We conducted GWAS to identify genetic variants associated with dietary response of lifespan, as well as age and diet response for dry weight, locomotor activity, and HKDT (Figure 7 and Tables S5–S8). We identified a variant associated with genotype-by-diet interaction of dry weight of 7 day-old flies (Figures 7A–B and Table S19), located at the intronic PGRP-LC locus. PGRP-LC encodes a transmembrane protein that acts as a pattern recognition receptor, identifying peptidoglycan in bacterial cell walls (74). It influences cellular immune responses by activating blood cells and enhancing their circulation independently of the Relish pathway, thereby playing a role in both humoral and cellular immunity (50). Activation of PGRP-LC in the IMD pathway in the fat body leads to the production of antimicrobial peptides during infections (51).

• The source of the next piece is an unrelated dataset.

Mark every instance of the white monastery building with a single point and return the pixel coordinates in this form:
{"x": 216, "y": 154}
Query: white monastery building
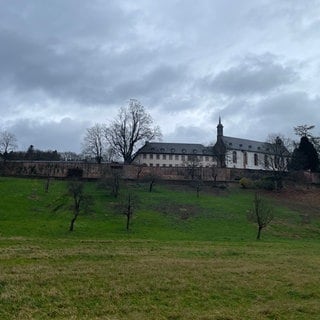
{"x": 228, "y": 152}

However, the current literature does not indicate that PGRP-LC directly regulates fat body metabolism or functions beyond its immune response role. Furthermore, PGRP-LC has been found to regulate lifespan but in a temperature-dependent manner in the DGRP (25). This suggests that PGRP-LC is important for immune regulation rather than metabolic functions in the fat body (75). We also identified a QTL for the genotype-by-diet interaction affecting the lifespan of D. melanogaster (Figures 7C–D and Table S20) at the mbl locus. The mbl gene encodes an RNA-binding protein crucial for RNA metabolism, including alternative splicing and microRNA (miRNA) biogenesis (52–54). It is essential for muscle, eye, and neural tissue differentiation and plays a significant role in cardiac function, influencing lifespan in D. melanogaster (52,76). Overexpression of mbl in myotonic dystrophy type 1 (DM1) models improved muscle function and lifespan (77). Manipulating expression of mbl and its counterpart Bru-3 led to asynchronous heartbeats and dilated cardiomyopathy, highlighting the role of mbl in cardiac health (78,79). These findings suggest that the regulatory functions of mlb in RNA processing may impact lifespan and aging in a diet-dependent manner. The candidate genes have only been identified in genotype-by-diet interactions, highlighting the crucial role of genetics in shaping the aging response to diet. The GWAS results presented here indicate two candidate genes, PGRP-LC and mbl, which can be targeted for further research on aging.